In this guide:
- Scroll feature in ParseHub
- Scraping a page with infinite scrolling with ParseHub
Single Page with Infinite Scroll
Start entering this url into the ParseHub browser and start the project:
Our goal is to grab all the article links associated with this company. Scroll down and notice that as you scroll more, more articles shows up. We want to get all of those articles. If you don’t scroll down and have ParseHub grab just the selected data, you’ll only get 10-20 article-urls.
We begin with clicking the + sign next to the first “Select Page” and clicking on Extract:
We want to keep the first extract which is the page’s URL. It’s always good practice to extract the page URL so you can use this as a reference for future scrapes.

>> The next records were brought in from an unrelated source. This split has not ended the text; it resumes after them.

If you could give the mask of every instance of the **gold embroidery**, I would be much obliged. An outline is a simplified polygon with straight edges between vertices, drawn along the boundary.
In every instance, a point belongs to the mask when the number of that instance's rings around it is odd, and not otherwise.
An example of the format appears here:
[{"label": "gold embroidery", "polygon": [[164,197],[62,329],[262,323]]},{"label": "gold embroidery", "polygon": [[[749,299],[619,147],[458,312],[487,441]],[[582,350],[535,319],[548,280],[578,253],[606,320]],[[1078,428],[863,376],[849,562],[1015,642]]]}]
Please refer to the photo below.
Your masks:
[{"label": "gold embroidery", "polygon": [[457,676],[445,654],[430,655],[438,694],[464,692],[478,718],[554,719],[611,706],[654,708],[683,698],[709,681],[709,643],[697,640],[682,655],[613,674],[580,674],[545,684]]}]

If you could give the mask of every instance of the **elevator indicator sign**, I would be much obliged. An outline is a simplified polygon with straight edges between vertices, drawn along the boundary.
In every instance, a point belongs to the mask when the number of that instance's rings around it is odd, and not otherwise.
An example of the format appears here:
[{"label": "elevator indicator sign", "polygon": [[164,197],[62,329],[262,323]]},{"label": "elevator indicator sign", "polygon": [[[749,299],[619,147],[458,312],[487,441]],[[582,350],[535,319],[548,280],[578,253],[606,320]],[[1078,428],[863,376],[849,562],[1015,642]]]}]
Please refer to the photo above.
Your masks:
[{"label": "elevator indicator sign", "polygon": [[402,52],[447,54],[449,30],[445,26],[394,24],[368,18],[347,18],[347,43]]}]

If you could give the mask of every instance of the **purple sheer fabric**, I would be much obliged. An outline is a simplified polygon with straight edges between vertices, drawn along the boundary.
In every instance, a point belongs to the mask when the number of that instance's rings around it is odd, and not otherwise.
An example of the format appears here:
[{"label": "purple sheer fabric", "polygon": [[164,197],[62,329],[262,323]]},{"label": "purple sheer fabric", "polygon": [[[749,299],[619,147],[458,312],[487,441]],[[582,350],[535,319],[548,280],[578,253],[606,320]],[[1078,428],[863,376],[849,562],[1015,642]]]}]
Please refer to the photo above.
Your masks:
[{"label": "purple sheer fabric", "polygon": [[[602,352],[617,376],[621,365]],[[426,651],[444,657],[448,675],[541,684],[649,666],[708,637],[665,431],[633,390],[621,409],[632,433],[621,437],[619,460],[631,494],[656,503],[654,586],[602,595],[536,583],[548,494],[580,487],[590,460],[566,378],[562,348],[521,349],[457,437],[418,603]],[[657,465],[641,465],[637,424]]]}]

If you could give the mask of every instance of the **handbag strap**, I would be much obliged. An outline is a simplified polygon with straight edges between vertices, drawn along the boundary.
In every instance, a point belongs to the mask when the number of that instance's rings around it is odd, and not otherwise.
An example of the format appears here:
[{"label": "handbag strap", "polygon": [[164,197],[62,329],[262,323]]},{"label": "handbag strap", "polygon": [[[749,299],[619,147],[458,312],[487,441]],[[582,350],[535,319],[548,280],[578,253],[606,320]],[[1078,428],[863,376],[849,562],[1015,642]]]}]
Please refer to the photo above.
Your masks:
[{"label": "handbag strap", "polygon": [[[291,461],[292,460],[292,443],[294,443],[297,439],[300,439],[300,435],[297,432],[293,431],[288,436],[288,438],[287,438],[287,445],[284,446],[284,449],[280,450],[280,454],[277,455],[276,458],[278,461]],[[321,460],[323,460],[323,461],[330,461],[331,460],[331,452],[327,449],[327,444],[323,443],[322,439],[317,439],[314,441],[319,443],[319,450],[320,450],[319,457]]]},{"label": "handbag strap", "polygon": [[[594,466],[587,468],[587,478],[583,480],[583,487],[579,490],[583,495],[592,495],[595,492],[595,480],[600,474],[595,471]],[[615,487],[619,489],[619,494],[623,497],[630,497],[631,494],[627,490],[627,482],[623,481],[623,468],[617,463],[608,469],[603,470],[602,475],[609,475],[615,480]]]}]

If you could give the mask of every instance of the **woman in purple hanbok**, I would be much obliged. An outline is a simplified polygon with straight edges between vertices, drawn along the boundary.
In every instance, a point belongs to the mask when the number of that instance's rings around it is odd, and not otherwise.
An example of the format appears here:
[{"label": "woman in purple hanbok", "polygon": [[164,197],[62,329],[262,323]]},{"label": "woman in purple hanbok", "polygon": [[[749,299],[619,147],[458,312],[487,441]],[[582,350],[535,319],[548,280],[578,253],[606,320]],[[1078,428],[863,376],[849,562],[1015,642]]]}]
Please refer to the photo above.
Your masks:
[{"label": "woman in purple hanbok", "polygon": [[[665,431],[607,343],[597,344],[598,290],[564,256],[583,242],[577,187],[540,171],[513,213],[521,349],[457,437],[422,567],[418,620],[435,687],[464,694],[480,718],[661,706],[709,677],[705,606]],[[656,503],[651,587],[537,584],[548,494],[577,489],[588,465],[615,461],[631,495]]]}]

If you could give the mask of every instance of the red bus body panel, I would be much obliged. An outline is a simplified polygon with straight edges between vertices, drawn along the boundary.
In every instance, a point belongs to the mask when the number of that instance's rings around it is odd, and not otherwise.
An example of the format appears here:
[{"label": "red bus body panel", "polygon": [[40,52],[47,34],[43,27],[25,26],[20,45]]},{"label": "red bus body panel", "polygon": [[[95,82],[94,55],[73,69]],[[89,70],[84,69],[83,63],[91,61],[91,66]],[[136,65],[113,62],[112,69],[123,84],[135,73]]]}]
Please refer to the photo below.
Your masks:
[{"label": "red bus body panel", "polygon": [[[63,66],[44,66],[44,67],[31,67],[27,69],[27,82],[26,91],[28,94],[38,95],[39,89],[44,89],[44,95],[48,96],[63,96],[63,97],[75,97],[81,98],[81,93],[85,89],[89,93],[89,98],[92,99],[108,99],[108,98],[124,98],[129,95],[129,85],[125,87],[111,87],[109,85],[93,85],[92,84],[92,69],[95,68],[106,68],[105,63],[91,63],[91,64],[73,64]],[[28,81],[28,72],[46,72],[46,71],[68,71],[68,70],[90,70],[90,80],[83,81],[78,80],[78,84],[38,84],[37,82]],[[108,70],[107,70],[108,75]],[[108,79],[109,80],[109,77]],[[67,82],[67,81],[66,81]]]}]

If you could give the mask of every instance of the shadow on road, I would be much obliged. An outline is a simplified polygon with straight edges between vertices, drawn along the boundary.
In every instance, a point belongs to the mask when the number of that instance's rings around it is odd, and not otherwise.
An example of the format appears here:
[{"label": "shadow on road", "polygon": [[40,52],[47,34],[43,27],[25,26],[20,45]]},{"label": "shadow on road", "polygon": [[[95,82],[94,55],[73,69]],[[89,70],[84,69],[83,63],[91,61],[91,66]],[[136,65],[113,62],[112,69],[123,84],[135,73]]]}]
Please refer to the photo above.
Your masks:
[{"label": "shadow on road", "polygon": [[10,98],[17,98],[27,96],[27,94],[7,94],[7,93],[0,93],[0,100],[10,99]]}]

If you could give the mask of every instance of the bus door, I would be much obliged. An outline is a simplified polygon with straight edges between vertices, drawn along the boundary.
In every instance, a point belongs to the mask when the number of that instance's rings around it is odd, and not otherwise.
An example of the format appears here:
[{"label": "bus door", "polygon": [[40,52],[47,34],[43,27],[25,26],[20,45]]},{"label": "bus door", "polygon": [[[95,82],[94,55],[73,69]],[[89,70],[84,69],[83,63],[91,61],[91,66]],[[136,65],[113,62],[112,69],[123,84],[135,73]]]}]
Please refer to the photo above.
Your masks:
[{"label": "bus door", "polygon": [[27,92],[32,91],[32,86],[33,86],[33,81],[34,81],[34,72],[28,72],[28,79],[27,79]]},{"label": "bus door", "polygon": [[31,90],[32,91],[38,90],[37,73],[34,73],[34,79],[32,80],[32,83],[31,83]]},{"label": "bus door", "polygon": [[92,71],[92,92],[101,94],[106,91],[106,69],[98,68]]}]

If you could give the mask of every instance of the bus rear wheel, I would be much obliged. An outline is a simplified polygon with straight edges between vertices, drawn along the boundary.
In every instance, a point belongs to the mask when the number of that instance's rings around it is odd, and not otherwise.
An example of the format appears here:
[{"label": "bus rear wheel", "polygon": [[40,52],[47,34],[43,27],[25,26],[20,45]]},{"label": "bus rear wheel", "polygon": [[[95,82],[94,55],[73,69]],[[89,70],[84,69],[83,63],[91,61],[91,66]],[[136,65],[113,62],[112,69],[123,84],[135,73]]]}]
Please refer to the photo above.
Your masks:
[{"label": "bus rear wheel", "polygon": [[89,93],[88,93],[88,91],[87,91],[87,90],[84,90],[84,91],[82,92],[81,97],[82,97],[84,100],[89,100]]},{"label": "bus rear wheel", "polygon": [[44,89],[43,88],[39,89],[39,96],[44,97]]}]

Let’s add a new Select (click + on the first “Select Page”) and selecting all of the boxes with articles. Be sure to scroll down a few times to load some more articles to teach ParseHub to select additional boxes as well. Green highlights means selected:
Now to add the scrolling, we will click the + sign on the first “Select Page” again, and click on Select. We will select one of the parent elements that contains the articles, in this case it’ll be the area with the chart and below. Make sure the green highlight also surrounds the article area (highlighted in blue below):
I’ve also renamed that select as “select_for_scroll”:
Within the “select_for_scroll” command, click the + button and add scroll:
In the bottom left settings for the scroll, change the scroll to 20 times with the default 2 seconds wait and default align to the bottom. This means that it’ll take at least 40 seconds to process this page:
Now you want to drag the “select_for_scroll” command right after the first Select Page command. This will tell the computer to scroll down 20 times before proceeding to grab data:
Now we’re ready to test! Remember to Save first as well. Get to the test page and click Play:
While the test run is running, notice the commands showing on the bottom-left side. After the test run is done, you can quickly check if you’re successful by checking the bottom-right side and scrolling down slightly. There should be 100+ entries and not just 10-20 entries. (I captured at least 185 entries in the picture):
If you’re having trouble, try saving this as a .phj file and importing it: [https://gist.github.com/alex4hoang/0e]. Check it against your own to see if you’re doing it right.